The Rockefeller plan calls for COVID-19 testing and tracing of 1 million Americans per week to start, incrementally ramping it up to 3 million and then 30 million per week (the “1-3-30 plan”) over the next six months until the entire population has been covered.
While it’s been said that quarantine will be voluntary, some related documents state that if you do not comply, police may enforce a detention order to assure compliance. It’s also stated in some states that you can be fined up to $2,000 a day or incarcerated for not staying in quarantine.16
A Health Passport, scanned at an airport or other entry point, would also be an easy way for authorities to keep tabs on your travel history and enforce self-quarantines for travelers coming from certain areas.
For instance, the city of Chicago issued an emergency travel order that mandates visitors coming from states with 15 or more new confirmed COVID-19 cases per 100,000 residents according to a seven-day average, must quarantine for 14 days.
While the quarantine wasn’t being actively enforced, the city health commissioner announced that anyone who willfully defies the self-quarantine order could face fines of up to $7,000.17
Will Medical Privacy Continue To Be Violated?
Ultimately, this and other privacy violations, like contact tracing apps, could lead to a future in which a vaccine certificate or “unique patient ID number” replaces personal identifications such as your driver’s license, state ID card, Social Security card and passport, and is tied not only to your medical records in total, but also your finances.
If you may soon be required to “prove” that you’ve passed certain medical tests and received certain vaccines just to enter a building or go to work, it’s concerning to think what other information may also be required one day, and whether states will continue to take away additional freedoms and your right to privacy in the name of public health.
Apps that started out to track your COVID-19 test results and vaccination status could turn into tools of control and power, making it impossible for you to attend school, work or travel unless you have the right color or results.
“The next step could be using the same system to track other personal data — a person’s criminal record and social-media profile.
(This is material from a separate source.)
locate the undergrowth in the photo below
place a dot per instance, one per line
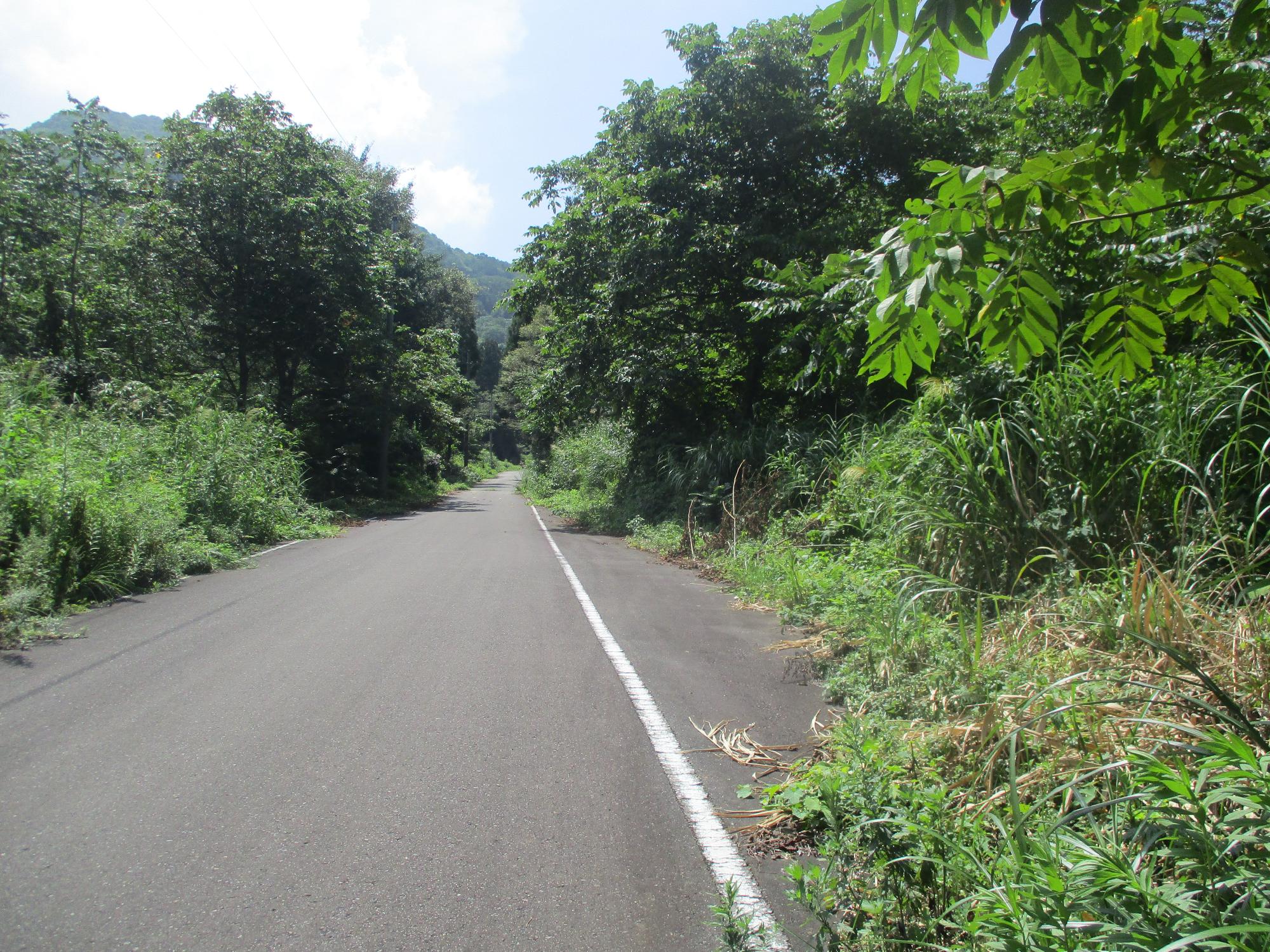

And then all the information could be integrated into one online database that contains the entire personal history of every citizen — in the name of safety, of course,” Jurica Dujmovic wrote in Market Watch.18
“This crucial first step must be met with resolute resistance, lest it becomes a gateway to something that we, as a society, will no longer be able to defend ourselves from,” he adds. “If that happens, COVID-19 will be the least of our concerns.”